- Otter Location within the state of Montana
- Coordinates: 45°12′28″N 106°12′6″W﻿ / ﻿45.20778°N 106.20167°W
- Country: United States
- State: Montana
- County: Powder River
- Elevation: 3,484 ft (1,062 m)
- Time zone: UTC-7 (Mountain (MST))
- • Summer (DST): UTC-6 (MDT)
- ZIP codes: 59062
- GNIS feature ID: 788508

= Otter, Montana =

Unincorporated community in Montana, United States

Otter is an unincorporated community in southwestern Powder River County, Montana, United States, in the Custer National Forest. It lies along local roads southwest of the town of Broadus, the county seat of Powder River County. Its elevation is 3,484 feet (1,062 m). Although Otter is unincorporated, it has a post office, with the ZIP code of 59062.

==Climate==
According to the Köppen Climate Classification system, Otter has a semi-arid climate, abbreviated "BSk" on climate maps.

==History==
The Community of Otter was named for Otter Creek.
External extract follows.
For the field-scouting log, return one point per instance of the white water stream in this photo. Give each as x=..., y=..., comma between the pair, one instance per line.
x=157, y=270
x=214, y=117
The town post office (opened in 1895) is located within a mile of its head. Otter Creek was named by fur traders and trappers in the early days of Montana's history. In 1897, area cattle rancher Levi Howes established the civilian redoubt Fort Howes in response to an anticipated attack by the Northern Cheyenne. In 1900, a sheep raid led by future Wyoming Governor and US Senator John B. Kendrick resulted in over 2,000 sheep being killed. Kendrick's participation in the raid was unconfirmed until 1974.